Because what do we do to animals that attack people? We put them down. To not let that experience be part of that animal’s DNA, and god forbids he/she passes it on to others. It is one of the darkest ways we keep our place in the animal kingdom; how we keep other animals in their place and severely petrified of us. Indeed one of the mechanism we use to survive. You let a gorilla get away with harming a man, before you know it it’s “Planet of the Apes”. You let a shark live with the taste of human blood in his mouth, instead of hunting for seals off the coast of South Africa, they would start flipping human beings near beaches in California. Those in the know tell us these gorillas and sharks, and bears and dogs have to be dealt with swiftly and murderously. We as a society agree.

It’s an hierarchy where those at the top only have regard for those below if it doesn’t interfere with thir safety, comfort or lifestyle; and the pyramid is not disturbed.

This is why a Black person like myself can watch that video (of a goat being slapped, punched, kicked and slammed to the ground) and continue scrolling down my Facebook timeline looking for the next video. It is the same reason a White person could attend a lynching on their way home to an afternoon tea. So could a grand jury find no fault with a White police officer shooting an unarmed Black teenager, so could the patrons in that coffee shop go about their chatting without missing a beat.

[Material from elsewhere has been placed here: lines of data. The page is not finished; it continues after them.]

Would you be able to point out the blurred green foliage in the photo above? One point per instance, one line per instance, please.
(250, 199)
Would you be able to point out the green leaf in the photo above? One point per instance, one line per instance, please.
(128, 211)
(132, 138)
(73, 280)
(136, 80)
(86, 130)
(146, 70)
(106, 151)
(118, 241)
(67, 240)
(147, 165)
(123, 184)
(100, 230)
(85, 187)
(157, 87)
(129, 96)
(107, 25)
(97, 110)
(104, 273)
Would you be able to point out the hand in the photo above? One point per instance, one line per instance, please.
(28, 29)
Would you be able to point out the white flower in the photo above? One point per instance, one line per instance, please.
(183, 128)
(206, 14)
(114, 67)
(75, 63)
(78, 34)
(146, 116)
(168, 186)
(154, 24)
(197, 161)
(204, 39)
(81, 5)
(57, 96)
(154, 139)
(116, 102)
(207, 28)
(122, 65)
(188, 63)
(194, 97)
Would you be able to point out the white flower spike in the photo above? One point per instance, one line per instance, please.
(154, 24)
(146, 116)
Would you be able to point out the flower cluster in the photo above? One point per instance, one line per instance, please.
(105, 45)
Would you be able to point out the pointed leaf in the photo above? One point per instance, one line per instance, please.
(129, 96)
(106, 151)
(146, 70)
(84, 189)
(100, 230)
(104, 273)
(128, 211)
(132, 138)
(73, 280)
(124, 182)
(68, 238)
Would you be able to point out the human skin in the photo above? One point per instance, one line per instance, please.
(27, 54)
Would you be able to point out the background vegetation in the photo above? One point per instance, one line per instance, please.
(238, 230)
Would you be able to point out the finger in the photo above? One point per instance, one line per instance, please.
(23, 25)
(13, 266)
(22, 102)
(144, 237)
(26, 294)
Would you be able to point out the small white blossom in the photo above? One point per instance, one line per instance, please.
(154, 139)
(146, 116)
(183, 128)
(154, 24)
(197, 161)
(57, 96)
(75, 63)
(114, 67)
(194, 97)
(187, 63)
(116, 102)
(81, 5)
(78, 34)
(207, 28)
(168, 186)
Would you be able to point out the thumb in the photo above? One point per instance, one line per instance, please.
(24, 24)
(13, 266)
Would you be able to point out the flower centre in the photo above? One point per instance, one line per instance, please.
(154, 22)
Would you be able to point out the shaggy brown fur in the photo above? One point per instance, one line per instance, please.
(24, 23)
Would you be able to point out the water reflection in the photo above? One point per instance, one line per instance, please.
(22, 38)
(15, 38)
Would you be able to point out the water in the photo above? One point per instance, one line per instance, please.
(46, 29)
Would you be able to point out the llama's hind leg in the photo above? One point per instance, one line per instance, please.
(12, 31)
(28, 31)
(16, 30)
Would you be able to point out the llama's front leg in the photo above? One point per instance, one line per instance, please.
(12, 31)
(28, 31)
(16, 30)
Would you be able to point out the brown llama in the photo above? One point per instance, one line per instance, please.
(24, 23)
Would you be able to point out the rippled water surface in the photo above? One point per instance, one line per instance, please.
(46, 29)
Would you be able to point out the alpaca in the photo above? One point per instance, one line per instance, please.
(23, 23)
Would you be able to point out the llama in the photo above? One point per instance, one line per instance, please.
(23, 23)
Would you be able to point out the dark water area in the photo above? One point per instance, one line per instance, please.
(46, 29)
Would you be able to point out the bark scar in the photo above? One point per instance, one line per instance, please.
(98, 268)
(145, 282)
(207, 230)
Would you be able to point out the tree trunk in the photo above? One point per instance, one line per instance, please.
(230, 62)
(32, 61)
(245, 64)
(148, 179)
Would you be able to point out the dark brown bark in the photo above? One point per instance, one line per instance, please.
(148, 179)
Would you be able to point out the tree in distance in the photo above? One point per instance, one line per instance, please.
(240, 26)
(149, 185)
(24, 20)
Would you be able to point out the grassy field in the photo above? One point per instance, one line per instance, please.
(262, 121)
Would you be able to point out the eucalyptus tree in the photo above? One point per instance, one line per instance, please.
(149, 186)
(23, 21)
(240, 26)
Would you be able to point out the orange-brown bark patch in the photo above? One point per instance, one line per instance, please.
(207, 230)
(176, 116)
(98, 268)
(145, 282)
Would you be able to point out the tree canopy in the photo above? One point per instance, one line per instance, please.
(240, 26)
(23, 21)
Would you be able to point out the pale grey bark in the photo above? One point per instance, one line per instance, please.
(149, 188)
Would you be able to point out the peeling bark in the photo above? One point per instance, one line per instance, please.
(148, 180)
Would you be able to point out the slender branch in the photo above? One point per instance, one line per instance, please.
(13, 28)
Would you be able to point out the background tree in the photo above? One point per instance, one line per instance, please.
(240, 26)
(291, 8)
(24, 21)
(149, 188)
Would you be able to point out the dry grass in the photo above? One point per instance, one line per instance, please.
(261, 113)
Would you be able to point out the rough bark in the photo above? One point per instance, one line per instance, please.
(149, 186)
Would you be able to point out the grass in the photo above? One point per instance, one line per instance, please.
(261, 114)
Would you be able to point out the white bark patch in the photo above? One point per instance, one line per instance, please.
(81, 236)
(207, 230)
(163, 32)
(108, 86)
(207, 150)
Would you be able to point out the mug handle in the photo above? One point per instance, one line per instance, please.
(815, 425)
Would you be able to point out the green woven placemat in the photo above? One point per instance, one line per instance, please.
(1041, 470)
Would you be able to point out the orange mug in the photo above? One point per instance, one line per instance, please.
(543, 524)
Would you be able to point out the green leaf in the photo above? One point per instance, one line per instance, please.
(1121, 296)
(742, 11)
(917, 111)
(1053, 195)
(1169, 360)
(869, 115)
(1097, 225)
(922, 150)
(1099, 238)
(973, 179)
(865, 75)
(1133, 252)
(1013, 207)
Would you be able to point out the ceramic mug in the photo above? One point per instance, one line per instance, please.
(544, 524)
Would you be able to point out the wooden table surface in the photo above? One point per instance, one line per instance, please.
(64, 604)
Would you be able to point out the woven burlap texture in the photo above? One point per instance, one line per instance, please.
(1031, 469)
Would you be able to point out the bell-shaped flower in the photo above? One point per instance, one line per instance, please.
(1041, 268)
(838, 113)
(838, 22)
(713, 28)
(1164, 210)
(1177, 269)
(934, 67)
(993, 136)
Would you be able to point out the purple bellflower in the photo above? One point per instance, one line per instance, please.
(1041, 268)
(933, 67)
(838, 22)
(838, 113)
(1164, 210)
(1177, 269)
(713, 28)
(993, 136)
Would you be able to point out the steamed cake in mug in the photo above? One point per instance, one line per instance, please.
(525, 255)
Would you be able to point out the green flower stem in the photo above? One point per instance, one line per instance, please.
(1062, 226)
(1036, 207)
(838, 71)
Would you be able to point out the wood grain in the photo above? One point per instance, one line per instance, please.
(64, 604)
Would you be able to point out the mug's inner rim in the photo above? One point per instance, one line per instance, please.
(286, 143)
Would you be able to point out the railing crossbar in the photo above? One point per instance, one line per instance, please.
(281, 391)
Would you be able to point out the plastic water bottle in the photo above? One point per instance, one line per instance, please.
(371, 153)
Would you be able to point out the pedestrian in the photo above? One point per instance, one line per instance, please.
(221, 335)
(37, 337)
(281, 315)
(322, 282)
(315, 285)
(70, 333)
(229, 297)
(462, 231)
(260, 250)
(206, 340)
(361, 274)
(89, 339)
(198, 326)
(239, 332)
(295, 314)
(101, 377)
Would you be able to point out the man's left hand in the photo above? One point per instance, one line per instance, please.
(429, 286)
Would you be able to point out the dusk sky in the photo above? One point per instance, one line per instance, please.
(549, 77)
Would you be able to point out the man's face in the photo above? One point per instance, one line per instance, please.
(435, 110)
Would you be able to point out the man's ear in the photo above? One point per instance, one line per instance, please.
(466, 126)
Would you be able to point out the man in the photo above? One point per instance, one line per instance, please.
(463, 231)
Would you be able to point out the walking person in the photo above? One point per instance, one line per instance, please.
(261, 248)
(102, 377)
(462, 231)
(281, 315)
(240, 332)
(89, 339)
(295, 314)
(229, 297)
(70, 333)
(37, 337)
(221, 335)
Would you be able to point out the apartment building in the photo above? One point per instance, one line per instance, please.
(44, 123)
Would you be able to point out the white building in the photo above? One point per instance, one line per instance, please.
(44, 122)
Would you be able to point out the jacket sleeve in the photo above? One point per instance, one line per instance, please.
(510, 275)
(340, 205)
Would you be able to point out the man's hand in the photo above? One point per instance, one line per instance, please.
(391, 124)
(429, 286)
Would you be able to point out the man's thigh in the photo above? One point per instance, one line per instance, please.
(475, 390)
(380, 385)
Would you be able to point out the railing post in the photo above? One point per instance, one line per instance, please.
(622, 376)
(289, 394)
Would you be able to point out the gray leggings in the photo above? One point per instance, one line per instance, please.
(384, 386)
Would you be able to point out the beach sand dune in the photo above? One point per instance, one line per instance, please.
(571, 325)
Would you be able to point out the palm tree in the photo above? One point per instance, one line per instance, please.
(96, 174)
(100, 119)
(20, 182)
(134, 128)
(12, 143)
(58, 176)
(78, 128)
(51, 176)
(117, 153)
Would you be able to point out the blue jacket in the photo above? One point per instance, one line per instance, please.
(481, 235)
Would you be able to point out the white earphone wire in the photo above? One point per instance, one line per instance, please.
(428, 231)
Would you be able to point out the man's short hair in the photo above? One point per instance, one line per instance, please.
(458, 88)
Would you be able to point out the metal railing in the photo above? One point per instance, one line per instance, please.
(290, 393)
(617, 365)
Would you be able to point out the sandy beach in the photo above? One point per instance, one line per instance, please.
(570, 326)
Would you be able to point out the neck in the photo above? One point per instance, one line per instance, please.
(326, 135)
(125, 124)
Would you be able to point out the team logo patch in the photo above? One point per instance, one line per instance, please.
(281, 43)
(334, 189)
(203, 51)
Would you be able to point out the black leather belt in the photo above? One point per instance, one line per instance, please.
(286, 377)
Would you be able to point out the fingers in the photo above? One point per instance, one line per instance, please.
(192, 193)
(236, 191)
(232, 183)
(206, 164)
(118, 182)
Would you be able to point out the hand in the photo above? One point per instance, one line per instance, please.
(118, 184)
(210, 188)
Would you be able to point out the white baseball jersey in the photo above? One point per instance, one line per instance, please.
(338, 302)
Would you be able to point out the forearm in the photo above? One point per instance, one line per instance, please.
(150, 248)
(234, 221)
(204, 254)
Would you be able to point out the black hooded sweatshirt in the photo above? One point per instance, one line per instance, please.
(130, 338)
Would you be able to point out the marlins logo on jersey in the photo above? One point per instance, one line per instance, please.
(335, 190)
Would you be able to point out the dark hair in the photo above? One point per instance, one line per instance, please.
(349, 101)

Perhaps because of my background (but really more because of my disposition for believing in the goodness of people and therefore find ways to excuse their indiscretions) I found a way to explain Treyvon Martin’s killing. I told myself that George Zimmerman may not have had grounds to fear for his life, but definitely knew he was getting his ass kicked for stalking and scaring a kid that unfortunately for him decided to go on a preemptive strike. Unfortunately for Treyvon, society had instilled fear of Black boys in Zimmermann’s mind, and given him a gun to feel safe. So in the struggle (with his worse nightmare) he shot and killed Treyvon Martin.

Michael Brown on the other hand, I have been trying to find a rational explanation for how a police officer—trained to handle difficult situations (without immediately resorting to his gun)—could shoot an unarmed man that didn’t pose an immediate danger to him or any others; and a grand jury would say that officer did nothing illegal in shooting six bullets in that fleeing man.

Unfortunately, the only answer I can come up with is this: because Darrel Wilson didn’t think Michael Brown was human enough to merit consideration and restraint on his part. To him, Michael Brown was an animal that needed to be put down swiftly and murderously, in front of all the other animals in sight so they would think twice next time they are harassed by a police officer and they dare try to stand upright like a man. The grand jury believes the same. Maybe the patrons in the coffee shop understand. Yes, Black lives matter. But not as much as White supremacy.